Toutefois, M. Stoltenberg n’a pas voulu spéculer sur ce que l’OTAN ferait si l’un de ces États membres de l’UE qui est également membre de l’OTAN devait faire face à une menace lorsqu’il est déployé dans la région indo-pacifique.

«  Cela dépend absolument du type de situation à laquelle nous serons confrontés, mais l’OTAN ne deviendra pas une alliance mondiale et l’article 5 de l’OTAN s’applique à l’Europe ou à l’Amérique du Nord  », a-t-il souligné.

«  Cependant, comme nous l’avons vu, nous devons parfois agir au-delà de nos frontières — la première fois, en Bosnie-Herzégovine, puis les alliés de l’OTAN sont allés en Irak et en Syrie et l’OTAN fait partie de la coalition mondiale pour vaincre l’État islamique, exactement pour la même raison que nous sommes allés en Afghanistan  », a-t-il conclu.

Ne pas « faire cavalier seul  »

À la lumière du débat sur l’autonomie stratégique de l’UE, M. Stoltenberg a également souligné que l’OTAN a été le principal fournisseur de sécurité dans les crises de ces dernières années.

«  L’OTAN est là — de la Bosnie au Kosovo, de la Libye à l’Afghanistan — c’est la solidarité stratégique  », a-t-il ajouté.

« Je crois à la solidarité stratégique, ce qui signifie que je ne crois pas à l’Amérique du Nord seule, je ne crois pas à l’Europe seule, je crois à l’Amérique du Nord et à l’Europe ensemble  », a déclaré M. Stoltenberg, ajoutant que «  la perception compte plus que l’idée que nous devrions faire cavalier seul dans un monde plus compétitif  ».

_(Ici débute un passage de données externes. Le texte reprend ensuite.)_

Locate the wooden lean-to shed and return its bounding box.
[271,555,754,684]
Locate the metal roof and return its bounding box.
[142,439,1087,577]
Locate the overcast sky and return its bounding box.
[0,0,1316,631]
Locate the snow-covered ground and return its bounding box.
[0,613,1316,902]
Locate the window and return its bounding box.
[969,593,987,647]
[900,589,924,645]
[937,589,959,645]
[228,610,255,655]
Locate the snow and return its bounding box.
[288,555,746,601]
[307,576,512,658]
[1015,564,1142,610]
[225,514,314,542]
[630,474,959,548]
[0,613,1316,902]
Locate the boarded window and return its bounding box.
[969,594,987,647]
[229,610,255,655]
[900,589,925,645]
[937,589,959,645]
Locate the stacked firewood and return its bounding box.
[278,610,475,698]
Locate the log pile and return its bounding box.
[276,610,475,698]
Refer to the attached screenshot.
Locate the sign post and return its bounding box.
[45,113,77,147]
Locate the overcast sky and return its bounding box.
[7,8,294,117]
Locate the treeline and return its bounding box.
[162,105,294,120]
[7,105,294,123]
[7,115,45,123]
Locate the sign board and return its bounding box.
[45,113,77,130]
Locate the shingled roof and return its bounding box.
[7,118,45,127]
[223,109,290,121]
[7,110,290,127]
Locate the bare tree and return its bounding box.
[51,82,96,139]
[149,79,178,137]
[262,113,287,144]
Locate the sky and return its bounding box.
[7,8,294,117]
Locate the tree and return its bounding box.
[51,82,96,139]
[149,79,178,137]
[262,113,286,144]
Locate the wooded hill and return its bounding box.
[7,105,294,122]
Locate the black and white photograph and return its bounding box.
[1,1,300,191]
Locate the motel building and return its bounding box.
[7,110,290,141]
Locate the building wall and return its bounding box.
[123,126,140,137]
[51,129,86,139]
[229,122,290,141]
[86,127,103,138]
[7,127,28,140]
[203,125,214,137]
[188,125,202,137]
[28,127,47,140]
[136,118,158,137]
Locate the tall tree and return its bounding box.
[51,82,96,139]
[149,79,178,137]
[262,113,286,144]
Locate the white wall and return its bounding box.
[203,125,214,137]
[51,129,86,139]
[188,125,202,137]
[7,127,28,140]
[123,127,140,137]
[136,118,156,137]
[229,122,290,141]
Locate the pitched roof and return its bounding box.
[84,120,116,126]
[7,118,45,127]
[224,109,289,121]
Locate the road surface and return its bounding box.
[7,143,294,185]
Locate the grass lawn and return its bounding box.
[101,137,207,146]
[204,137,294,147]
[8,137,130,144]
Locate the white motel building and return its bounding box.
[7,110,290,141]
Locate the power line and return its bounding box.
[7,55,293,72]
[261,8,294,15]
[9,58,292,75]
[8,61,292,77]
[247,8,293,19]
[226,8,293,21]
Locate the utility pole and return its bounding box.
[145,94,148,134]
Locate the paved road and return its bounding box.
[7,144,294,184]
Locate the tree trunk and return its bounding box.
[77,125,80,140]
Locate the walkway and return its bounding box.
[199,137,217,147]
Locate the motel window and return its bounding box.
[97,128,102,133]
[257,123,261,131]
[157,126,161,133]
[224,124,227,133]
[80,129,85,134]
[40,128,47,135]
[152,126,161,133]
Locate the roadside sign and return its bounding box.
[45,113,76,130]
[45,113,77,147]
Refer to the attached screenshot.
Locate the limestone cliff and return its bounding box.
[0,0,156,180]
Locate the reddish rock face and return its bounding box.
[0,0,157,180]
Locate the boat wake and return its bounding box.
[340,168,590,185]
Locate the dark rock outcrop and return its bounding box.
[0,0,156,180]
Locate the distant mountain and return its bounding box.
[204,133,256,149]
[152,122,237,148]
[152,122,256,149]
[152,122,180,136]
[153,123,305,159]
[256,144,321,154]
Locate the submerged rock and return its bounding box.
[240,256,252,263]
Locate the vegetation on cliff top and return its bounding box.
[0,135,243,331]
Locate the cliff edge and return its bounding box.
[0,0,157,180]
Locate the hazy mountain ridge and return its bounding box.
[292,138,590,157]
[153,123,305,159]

Lors de la présentation de la boussole stratégique, une première ébauche de ce à quoi pourrait ressembler la future stratégie militaire de l’UE, le diplomate en chef de l’Union, Josep Borrell, a souligné que l’Europe devait devenir un fournisseur de sécurité.

Toutefois, les Européens de l’Est, ainsi que les États membres plus proches de l’Atlantique, ont souligné que tout nouveau concept militaire de l’UE ne devrait pas se faire au détriment de l’OTAN, mais plutôt en complément de celle-ci.

M. Stoltenberg a refusé de commenter le contenu de la boussole stratégique de l’UE, soulignant que l’OTAN est en train de mettre à jour son propre pacte stratégique.

«  Nous saluons les efforts européens en matière de défense, absolument, oui. Ce que nous ne souhaitons pas, c’est la duplication, c’est que de nouvelles structures se disputent les mêmes forces  », a-t-il déclaré en répondant à une question sur les ambitions de l’UE en matière de défense.

M. Stoltenberg a ajouté que l’augmentation des capacités européennes, y compris les projets militaires dans le cadre de la coopération permanente structurée (PESCO) et du Fonds européen de défense (EDF) de l’UE, serait «  fortement saluée  », car elle serait considérée comme «  un moyen de fournir les nouvelles capacités dont nous avons besoin  ».

«  Mais bien sûr, ces capacités devraient également être disponibles pour les opérations de l’OTAN, et nous avons un très bon exemple où l’UE et l’OTAN ont travaillé ensemble pour développer une nouvelle capacité de ravitaillement en vol multirôle  », a-t-il déclaré.